Paper
Thursday, July 14, 2005
Spirituality, Health Promoting Lifesytles, and Blood Pressure of Rural North Carolinians with Hypertension
Darlene D. Compeau, RN, BC, MSN, Candidate, New Hanover Health Network, Wilmington, NC, USA, Jeanne Kemppainen, RN, PhD, CNS, School of Nursing, The University of North Carolina at Wilmington, Wilmington, NC, USA, and Perri J. Bomar, PhD, RN, School of Nursing, University of North Carolina at Wilmington, Wilmington, NC, USA.
Despite the advances in the treatment of hypertension, this chronic disease continues as a major health problem in rural southeastern United States. Although, the area of the target area is called the “Bible Belt” and “the stroke belt”. The purpose of this study was to explore the relationship of cognitive, behavioral, and cultural (particularly spirituality), and medication adherence to blood pressure, body mass index, and cholesterol. After jointly planning the study conceptual framework and protocols with Iwate Prefecture Faculty of Nursing colleagues, data collection was conducted at primary care offices in southeastern United States. Using English versions of surveys a sample of 200 patients with hypertension will participate in the U.S. cohort. The findings from the initial 40 patients of the outpatient clinic are currently being analyzed. Findings, conclusions, and discussions from the total sample (200) will be presented at the conference.

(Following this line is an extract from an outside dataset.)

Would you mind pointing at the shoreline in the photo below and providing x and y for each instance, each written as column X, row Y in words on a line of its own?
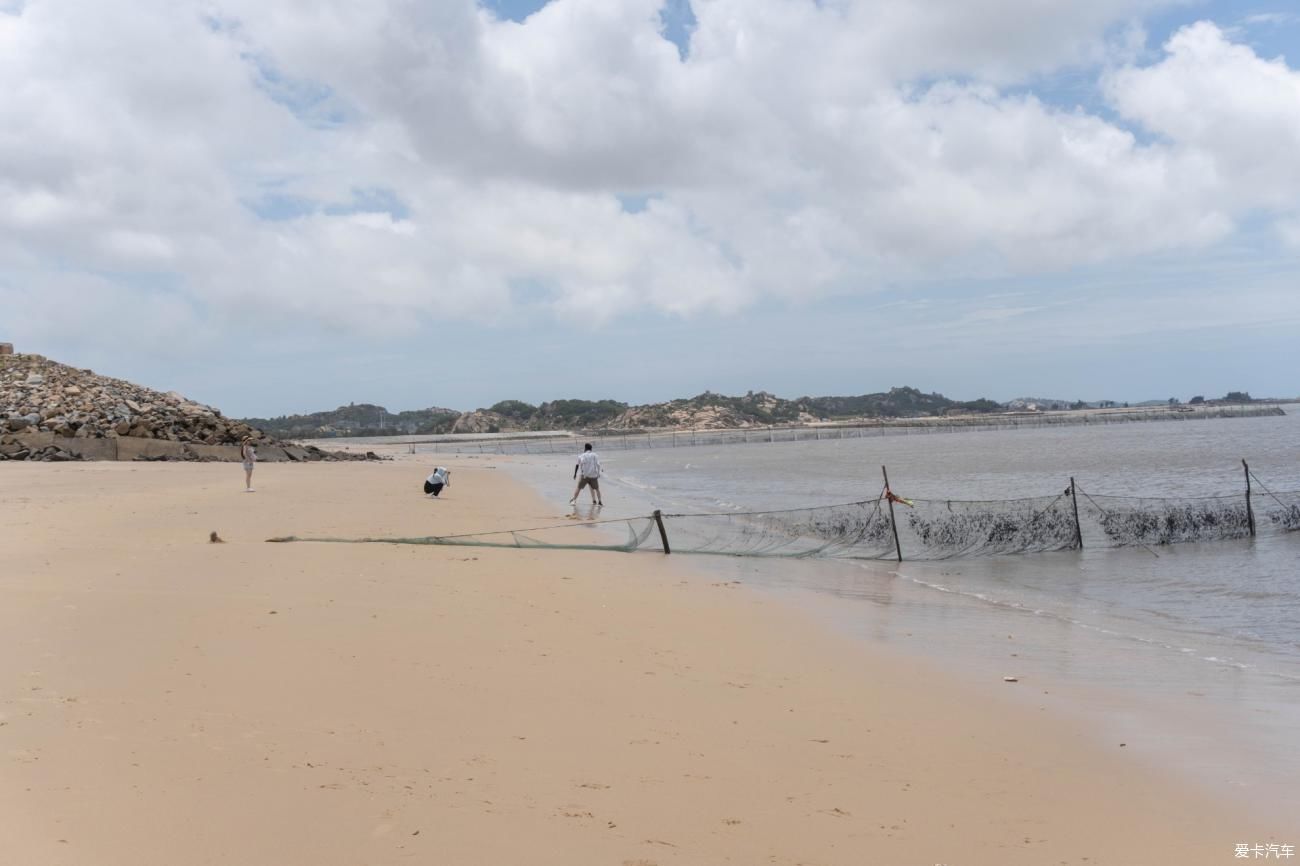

Preliminary analysis reveals that 60% are women (24) and 40% (16) men aged 45-78 with the majority (90%) being protestant. The majority (47%) is African American and 17% Caucasians. Preliminary data analysis reveals a mean Health Promoting Lifestyle Profile II (HPLPII) of 3.0 (SD 0.28). The Belief in a Higher Being is 3.10(SD 3.5). For the North Carolina cohort, the knowledge of hypertension is high (18.5) and reported medication adherence shows trends toward good adherence. The presentation will include correlations between the demographic variables, spirituality, belief in a higher being, knowledge of hypertension, medication adherence, the HPLP II total score and subscales, systolic and diastolic blood pressure, cholesterol, waist circumference, and body mass index.
Understanding the relationships between spirituality, knowledge of hypertension, belief of a higher being in healing, and medication adherence can assist nurses design culturally tailored interventions to reduce blood pressure levels for rural clients with hypertension.